According to The Associated Press, the coalition had given notice that it would strike again in early November if there was no deal by then. A second strike could have been even larger, because the contract for about 3,000 workers in the Seattle area was set to expire on Oct. 31.
In Colorado, office visits continued on schedule during last week’s strike, though multiple locations had to curtail x-ray services and shut down their labs and pharmacies. Kaiser Permanente Colorado, which is both a health care provider and a nonprofit insurance company, has about 500,000 members and runs 33 medical offices.
Both sides seemed to want to quickly put the strike behind them during a joint media briefing with U.S. Acting Secretary of Labor Julie Su on Friday afternoon. It was the first strike at Kaiser Permanente in 26 years, and one of the largest involving health care workers in U.S. history.
Shields said the pandemic was a watershed moment, with management and the workforce still figuring out what a partnership will look like in the future.
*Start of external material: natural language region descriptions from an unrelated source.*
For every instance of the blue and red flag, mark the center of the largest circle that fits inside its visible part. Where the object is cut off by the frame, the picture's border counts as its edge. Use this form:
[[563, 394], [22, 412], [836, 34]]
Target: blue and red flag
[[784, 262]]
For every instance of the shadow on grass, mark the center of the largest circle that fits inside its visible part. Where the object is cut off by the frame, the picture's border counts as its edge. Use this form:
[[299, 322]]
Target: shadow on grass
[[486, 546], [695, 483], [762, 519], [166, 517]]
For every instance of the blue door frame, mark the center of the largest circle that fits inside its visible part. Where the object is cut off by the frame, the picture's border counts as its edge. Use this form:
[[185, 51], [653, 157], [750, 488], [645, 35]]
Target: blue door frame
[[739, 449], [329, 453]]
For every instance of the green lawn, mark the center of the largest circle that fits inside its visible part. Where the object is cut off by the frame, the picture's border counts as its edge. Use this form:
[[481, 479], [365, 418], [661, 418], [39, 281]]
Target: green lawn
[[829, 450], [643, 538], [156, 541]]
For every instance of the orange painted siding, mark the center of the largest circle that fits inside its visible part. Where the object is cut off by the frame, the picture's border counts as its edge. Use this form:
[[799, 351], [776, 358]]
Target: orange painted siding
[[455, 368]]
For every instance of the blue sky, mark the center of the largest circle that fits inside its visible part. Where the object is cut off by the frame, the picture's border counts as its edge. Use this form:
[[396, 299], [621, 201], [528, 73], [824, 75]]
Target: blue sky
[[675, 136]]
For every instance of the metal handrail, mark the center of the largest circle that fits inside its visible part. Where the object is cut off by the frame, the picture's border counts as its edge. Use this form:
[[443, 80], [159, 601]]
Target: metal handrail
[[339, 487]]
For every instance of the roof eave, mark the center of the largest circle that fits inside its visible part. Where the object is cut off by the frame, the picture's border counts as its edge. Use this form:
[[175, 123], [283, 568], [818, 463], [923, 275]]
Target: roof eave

He and others credited Su for helping them find common ground to build from.
“Our worlds are much different. Our work is much different,” he said.
Caroline Lucas, executive director of the coalition, said it was a longstanding tenet at Kaiser Permanente that frontline workers were the experts on what patients and their fellow employees needed. It drifted from that focus in recent years, but the new contract would help to return to a more equal partnership, she said.
“I think this is the first step,” she said.
Jacob Factor contributed to this report.